FIG. 1 shows DEAE-Seph of a crude purified solution containing the enzyme of the present invention.
It is a graph which shows the elution progress in the column chromatography using acel. 2 and 3 show TSK-Gel G of the enzyme of the present invention.
It is a graph which shows the result of molecular weight measurement in the high performance liquid chromatography which used 3000SW and Sephacryl S500 molecular sieve. Figure 4 shows the results of SDS-PAGE of this enzyme. FIG. 5 is a graph showing the temperature characteristics of the enzyme of the present invention. FIG. 6 is a graph showing pH characteristics of the enzyme of the present invention.

Claims (7)

[Claims] 1. The following properties: 0.1-0.6 M NaCl adsorbed on DEAE cellulose or DEAE dextran that specifically cleaves the C-terminal side of Leu of the amino acid sequence Leu-Lys ... existing in the peptide chain. The molecular weight estimated by molecular sieving chromatography using silica gel resin is about 100,000, and the molecular weight estimated by molecular sieving chromatography using Cefacrylic resin is about 750,000. Composed of subunits of about 55 kilodaltons and about 63 kilodaltons, optimum pH of action is 3 to 4.5, optimum temperature of action is 35 ° C to 42 ° C, 2 × 10 ^-4 molar concentration of monoiodoacetic acid, Phenylmethyl sulfonyl fluoride (PMSF), P-chloro-mercury benzoic acid (PCMB), diisopropyl fluorophosphate (DFP), 1 × 10 ^-3 molar toshi L-L-lysine chloromethyl ketone (TLCK), EDTA,
A peptidase secreted from yeast, which is characterized in that the enzyme activity is not inhibited by leupeptin at a concentration of 1 × 10 ⁻⁴ molar and pepstatin at a concentration of 1 × 10 ⁻⁵ . 2. A yeast α-factor, Trp-His-Tr.

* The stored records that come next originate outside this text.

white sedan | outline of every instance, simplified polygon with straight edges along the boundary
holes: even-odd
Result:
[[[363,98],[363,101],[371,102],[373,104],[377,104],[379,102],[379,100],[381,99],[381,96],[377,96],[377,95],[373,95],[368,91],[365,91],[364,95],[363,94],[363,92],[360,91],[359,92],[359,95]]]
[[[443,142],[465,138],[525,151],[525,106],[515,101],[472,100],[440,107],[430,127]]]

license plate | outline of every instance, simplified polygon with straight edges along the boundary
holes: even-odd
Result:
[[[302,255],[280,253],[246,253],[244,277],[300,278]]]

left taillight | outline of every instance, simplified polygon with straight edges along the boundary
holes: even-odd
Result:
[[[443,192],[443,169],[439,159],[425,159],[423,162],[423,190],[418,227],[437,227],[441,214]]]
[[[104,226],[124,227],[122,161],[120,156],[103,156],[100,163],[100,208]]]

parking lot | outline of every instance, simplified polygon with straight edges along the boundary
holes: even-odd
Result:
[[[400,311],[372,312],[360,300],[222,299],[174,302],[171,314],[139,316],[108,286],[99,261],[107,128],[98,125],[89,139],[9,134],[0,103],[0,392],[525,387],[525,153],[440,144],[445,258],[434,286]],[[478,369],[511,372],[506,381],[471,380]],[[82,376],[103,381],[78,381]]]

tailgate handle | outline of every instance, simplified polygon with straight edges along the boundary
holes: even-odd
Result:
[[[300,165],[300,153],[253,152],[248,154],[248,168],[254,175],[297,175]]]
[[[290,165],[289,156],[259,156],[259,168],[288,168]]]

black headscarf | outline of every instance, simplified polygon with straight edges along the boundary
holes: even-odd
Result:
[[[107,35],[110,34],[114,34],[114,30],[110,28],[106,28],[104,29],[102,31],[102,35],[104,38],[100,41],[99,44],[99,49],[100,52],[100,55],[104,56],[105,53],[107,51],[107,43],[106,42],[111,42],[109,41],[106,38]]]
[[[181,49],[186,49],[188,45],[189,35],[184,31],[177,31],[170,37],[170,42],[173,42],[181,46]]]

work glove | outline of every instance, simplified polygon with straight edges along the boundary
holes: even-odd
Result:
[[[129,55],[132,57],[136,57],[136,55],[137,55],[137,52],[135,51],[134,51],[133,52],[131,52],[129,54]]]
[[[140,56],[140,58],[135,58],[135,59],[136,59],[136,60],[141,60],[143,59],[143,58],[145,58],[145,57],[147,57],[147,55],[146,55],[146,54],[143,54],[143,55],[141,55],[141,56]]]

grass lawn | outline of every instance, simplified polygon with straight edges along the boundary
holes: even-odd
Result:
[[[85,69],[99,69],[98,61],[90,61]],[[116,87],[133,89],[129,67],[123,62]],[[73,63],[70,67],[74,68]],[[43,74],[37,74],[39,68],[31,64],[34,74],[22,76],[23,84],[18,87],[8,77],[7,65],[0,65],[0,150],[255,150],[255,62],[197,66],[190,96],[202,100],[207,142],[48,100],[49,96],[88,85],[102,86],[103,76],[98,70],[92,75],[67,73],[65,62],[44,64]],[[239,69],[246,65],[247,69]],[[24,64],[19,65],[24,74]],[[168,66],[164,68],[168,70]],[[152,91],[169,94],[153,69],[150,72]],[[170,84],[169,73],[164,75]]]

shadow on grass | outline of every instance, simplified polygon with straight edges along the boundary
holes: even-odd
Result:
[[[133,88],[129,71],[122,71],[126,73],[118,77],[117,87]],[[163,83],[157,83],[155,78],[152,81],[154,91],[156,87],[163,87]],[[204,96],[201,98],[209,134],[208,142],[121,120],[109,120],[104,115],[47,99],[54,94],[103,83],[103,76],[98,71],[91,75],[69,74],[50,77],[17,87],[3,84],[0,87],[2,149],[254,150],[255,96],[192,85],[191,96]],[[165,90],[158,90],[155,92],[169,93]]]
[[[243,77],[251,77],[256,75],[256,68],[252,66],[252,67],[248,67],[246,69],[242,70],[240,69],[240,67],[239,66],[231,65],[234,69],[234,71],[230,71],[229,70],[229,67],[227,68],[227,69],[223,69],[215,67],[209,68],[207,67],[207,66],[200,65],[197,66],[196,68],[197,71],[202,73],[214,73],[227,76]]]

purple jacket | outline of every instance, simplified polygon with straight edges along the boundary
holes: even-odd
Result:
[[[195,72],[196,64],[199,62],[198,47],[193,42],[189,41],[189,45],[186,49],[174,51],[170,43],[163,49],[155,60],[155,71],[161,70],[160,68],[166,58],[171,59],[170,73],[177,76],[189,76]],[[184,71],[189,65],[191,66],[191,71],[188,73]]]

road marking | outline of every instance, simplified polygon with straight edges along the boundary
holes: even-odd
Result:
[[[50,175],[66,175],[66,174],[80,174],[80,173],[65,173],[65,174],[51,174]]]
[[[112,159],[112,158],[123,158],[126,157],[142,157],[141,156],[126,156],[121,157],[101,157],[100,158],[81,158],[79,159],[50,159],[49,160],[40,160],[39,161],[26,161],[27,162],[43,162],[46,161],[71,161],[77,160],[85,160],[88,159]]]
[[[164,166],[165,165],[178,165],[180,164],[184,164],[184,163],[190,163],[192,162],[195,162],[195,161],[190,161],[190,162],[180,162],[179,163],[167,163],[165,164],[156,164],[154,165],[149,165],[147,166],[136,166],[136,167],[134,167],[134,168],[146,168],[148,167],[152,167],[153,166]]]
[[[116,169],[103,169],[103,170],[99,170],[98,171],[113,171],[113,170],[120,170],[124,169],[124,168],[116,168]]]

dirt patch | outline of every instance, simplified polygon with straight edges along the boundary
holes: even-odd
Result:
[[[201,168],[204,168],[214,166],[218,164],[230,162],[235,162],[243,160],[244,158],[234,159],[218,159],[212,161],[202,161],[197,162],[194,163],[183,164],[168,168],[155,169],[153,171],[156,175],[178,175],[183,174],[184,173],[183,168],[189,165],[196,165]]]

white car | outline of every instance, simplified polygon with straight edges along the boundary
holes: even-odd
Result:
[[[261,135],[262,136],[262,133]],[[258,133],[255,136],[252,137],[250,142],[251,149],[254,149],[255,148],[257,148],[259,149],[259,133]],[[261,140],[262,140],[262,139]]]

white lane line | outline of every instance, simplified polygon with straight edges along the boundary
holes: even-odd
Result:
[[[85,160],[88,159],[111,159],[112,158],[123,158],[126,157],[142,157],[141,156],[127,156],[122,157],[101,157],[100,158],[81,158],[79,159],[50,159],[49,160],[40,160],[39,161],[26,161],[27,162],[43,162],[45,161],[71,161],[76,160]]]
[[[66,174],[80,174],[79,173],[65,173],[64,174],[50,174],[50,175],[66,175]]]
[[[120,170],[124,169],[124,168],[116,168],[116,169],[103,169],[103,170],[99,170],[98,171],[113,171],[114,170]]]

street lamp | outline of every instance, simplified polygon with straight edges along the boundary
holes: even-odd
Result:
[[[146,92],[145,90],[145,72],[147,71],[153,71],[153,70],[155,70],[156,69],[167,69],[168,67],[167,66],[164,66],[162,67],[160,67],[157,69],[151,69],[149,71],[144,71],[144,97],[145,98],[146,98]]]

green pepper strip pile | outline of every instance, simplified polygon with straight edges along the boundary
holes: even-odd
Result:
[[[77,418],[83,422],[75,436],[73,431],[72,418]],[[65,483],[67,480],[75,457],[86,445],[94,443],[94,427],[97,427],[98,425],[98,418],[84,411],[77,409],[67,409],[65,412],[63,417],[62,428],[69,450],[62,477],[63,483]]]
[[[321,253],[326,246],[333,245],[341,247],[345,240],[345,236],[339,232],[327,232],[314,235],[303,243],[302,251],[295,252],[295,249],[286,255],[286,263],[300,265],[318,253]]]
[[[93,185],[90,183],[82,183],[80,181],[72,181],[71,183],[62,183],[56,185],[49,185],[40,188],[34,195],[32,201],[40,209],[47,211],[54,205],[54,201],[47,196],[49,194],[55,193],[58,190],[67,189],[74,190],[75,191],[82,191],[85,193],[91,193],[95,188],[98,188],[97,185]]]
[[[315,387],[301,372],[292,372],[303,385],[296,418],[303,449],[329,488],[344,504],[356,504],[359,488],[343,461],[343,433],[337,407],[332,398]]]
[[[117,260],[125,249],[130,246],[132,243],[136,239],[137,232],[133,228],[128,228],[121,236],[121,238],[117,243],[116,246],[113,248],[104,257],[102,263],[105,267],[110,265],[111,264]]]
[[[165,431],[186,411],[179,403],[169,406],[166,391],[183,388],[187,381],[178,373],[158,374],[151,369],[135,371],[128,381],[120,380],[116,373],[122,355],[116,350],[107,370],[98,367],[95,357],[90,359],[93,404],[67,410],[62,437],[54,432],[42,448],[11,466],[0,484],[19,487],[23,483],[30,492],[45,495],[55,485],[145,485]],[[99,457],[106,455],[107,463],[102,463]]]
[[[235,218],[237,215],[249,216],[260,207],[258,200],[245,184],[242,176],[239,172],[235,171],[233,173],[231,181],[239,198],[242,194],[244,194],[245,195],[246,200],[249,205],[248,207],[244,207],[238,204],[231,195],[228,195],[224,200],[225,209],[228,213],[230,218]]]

p-Leu-Gln-Leu-Lys-Pro-Gly-Gln-Pro-Met-Ty
Acting on r, Trp-His-Trp-Leu-Gln-Leu and Lys
A peptidase according to claim 1, which provides -Pro-Gly-Gln-Pro-Met-Tyr. 3. The peptidase according to claim 1, wherein the yeast is Saccharomyces yeast. 4. Saccharomyces yeasts are immobilized on an immobilizing carrier at a high density and cultivated, and the peptidase is recovered from the culture supernatant. The following properties are present in peptide chains: Leu-Lys ... The specific molecular weight estimated by molecular sieving chromatography using silica gel-based resin, which is adsorbed to DEAE cellulose or DEAE dextran and eluted with 0.1-0.6 M NaCl, which specifically cleaves the C-terminal side of Leu in the amino acid sequence 100,000, and the estimated molecular weight by molecular sieve chromatography using Cefacrylic resin is about 750,000. By SDS / PAGE, it is composed of subunits of about 55 and 63 kilodaltons. is 3-4.5, is 35 ° C. through 42 ° C. effect optimum temperature, 2 × 10 ^-4 molar concentration of monoiodoacetic acid, phenylalanine methyl sulfonyl fluoride (PMSF), P- Lolo - Mercury benzoic acid (PCMB), diisopropylfluorophosphate phosphine benzoate (DFP), 1 × 10 ^-3 molar concentration of tosyl -L- lysine chloromethyl ketone (TLCK), EDTA,
1. A method for producing a peptidase secreted from yeast, which comprises not inhibiting enzyme activity with leupeptin at a concentration of 1 × 10 ⁻⁴ mol and pepstatin at a concentration of 1 × 10 ⁻⁵ . 5. The method according to claim 4, wherein the immobilized carrier is a hydrophilic photocrosslinkable resin. 6. The method according to claim 4, wherein yeast is immobilized at a density of 1 to 2 g per 1 g of the immobilized carrier. 7. The method according to claim 4, wherein the culture supernatant is purified using a DEAE cellulose or dextran carrier and a molecular sieve carrier.